Alors que les Écossais se sont rendus aux urnes hier pour élire leurs députés au Parlement de Holyrood à Édimbourg, la perspective d’un nouveau référendum sur l’indépendance de cette nation du Royaume-Uni semble plus proche que jamais.
Après la défaite des indépendantistes lors du référendum de 2014, c’est le Brexit qui agit désormais comme un catalyseur sur la volonté d’indépendance des Écossais. En 2016, 62 % d’entre eux avaient voté pour le maintien du Royaume-Uni au sein de l’Union européenne, mettant en lumière les clivages politiques entre l’Écosse et le reste du pays. Le Brexit a encore renforcé la demande d’indépendance formulée par le Scottish National Party, le parti nationaliste qui domine actuellement le Parlement écossais et dont est issue la Première ministre de l’Écosse, Nicola Sturgeon.
Une victoire aux législatives pourrait permettre au SNP d’encore accroître la pression sur le gouvernement britannique pour organiser un nouveau référendum d’indépendance.
L’indépendance: pourquoi?
Les revendications d’indépendance de l’Écosse avancées par le SNP ne sont pas nouvelles. Elles ont commencé à prendre de l’ampleur dans les années 1970, puis à la fin des années 1990 avec la mise en place de la dévolution – transfert partiel – du pouvoir du gouvernement britannique au Parlement écossais de Holyrood, à Édimbourg. L’objectif du SNP est de créer une Écosse indépendante qui reposerait sur des principes sociaux-démocrates d’égalité et de justice sociale. Les arguments du parti en faveur de l’indépendance sont donc essentiellement socio-politiques et économiques, ce qui le distingue des partis nationalistes centrés sur les questions ethniques ou culturelles.
Ce parti de centre gauche s’oppose aux Conservateurs représentés par Boris Johnson, dirigeant du gouvernement britannique à Londres. Les nationalistes écossais n’ont de cesse de dénoncer ce qu’ils considèrent comme un «déficit démocratique». Pour le SNP, la voix de l’Écosse n’est pas assez entendue à Londres, et l’indépendance permettrait à cette nation de retrouver ses pleins pouvoirs en se libérant du joug des Conservateurs britanniques et, ainsi, de pouvoir prendre ses propres décisions politiques.
Le Brexit, symbole de la fracture entre l’Écosse et le reste du Royaume-Uni
Outre cette fracture gauche-droite, l’Écosse et le reste du Royaume-Uni – en particulier l’Angleterre – se divisent autour de la question du Brexit.
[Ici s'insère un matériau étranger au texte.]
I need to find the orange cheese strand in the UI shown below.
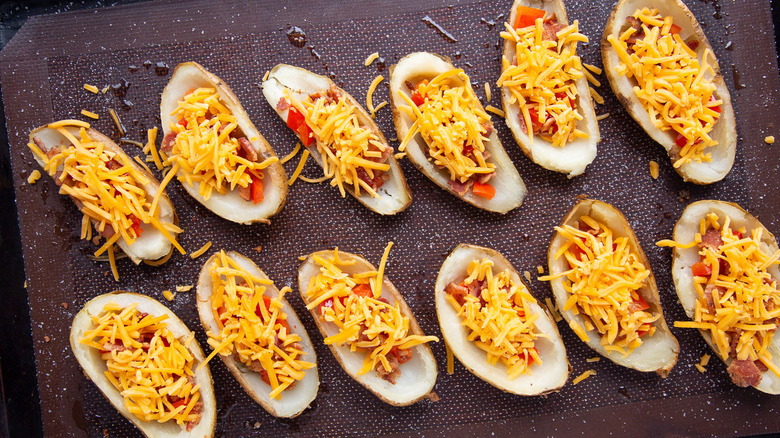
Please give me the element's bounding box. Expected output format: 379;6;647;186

Le fait que plus de la moitié des Écossais aient voté contre la sortie du Royaume-Uni de l’UE en 2016 l’illustre bien. Les élections européennes de 2019 ont renforcé cette fracture avec, d’une part, une Angleterre pro-Brexit aux couleurs du Brexit Party et du parti conservateur et, d’autre part, une Écosse pro-européenne aux couleurs du SNP, confirmant par la même occasion les résultats du référendum sur le Brexit trois ans plus tôt.
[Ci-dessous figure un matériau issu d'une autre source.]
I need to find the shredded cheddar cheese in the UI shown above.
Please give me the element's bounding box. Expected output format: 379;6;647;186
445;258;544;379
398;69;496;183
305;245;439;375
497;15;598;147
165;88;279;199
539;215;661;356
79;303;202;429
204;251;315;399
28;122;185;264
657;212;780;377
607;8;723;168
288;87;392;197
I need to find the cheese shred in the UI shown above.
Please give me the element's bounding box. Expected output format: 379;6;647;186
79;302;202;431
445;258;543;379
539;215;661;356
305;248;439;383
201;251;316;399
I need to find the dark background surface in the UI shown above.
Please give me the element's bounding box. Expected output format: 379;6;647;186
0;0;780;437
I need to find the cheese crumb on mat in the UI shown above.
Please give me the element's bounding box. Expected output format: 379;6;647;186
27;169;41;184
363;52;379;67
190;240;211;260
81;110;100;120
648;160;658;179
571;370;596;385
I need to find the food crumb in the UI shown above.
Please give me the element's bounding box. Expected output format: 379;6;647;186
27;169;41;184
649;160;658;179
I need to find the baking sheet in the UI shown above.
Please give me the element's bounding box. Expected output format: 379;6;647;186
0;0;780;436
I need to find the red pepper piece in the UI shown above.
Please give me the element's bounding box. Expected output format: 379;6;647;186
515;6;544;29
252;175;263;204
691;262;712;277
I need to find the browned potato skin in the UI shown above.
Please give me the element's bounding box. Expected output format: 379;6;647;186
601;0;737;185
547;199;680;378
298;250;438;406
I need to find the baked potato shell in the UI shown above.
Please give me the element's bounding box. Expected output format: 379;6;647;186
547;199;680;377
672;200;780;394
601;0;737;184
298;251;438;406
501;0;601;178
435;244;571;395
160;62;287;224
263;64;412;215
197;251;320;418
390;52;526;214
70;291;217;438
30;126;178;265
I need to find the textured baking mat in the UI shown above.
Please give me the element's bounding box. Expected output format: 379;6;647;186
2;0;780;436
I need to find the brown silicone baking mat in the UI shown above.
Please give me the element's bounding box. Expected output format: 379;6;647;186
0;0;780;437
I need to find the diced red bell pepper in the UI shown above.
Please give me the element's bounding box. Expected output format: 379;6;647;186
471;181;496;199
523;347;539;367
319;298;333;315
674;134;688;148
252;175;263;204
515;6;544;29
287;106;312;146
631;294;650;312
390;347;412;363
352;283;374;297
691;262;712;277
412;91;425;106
Le référendum de 2016 et les élections européennes de 2019 semblent ainsi légitimer le fait que les nationalistes réclament la tenue d’un second référendum d’indépendance. En effet, ces deux événements semblent avoir mis en évidence le manque de poids de l’Écosse dans les décisions prises à Westminster, comme cela est dénoncé par le SNP depuis de nombreuses années: alors que le maintien au sein de l’UE avait été plébiscité par une majorité d’Écossais, ces derniers se sont vus contraints de la quitter.
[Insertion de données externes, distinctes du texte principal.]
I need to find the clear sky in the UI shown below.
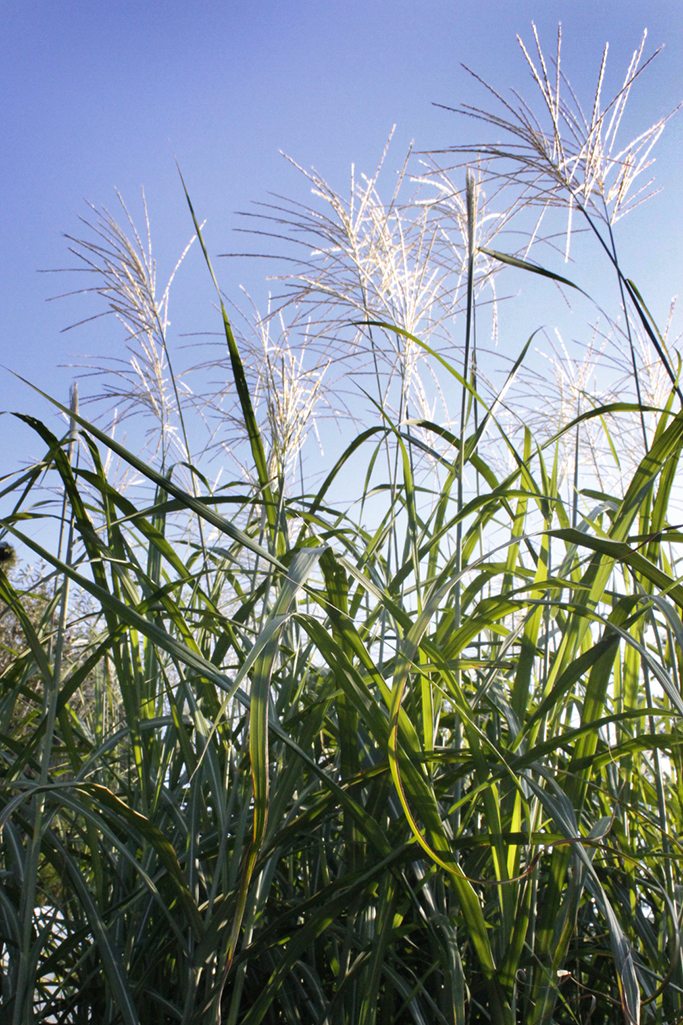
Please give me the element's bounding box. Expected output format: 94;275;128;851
0;0;683;470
Face à ces deux rendez-vous majeurs qui ont souligné les divergences entre l’Écosse et le reste du Royaume-Uni, Nicola Sturgeon et le SNP en ont appelé à la jeunesse. La Première ministre écossaise est très présente sur les réseaux sociaux. Elle se montre particulièrement proche de la jeunesse de son pays. En outre, elle multiplie les publications à destination des jeunes afin de les sensibiliser sur la question de l’avenir constitutionnel de leur nation. Stratégie politique ou véritable intérêt pour la jeunesse écossaise? Toujours est-il que le message semble être relativement bien entendu au vu du nombre toujours croissant de nouveaux membres dans les branches jeunes et étudiantes du SNP.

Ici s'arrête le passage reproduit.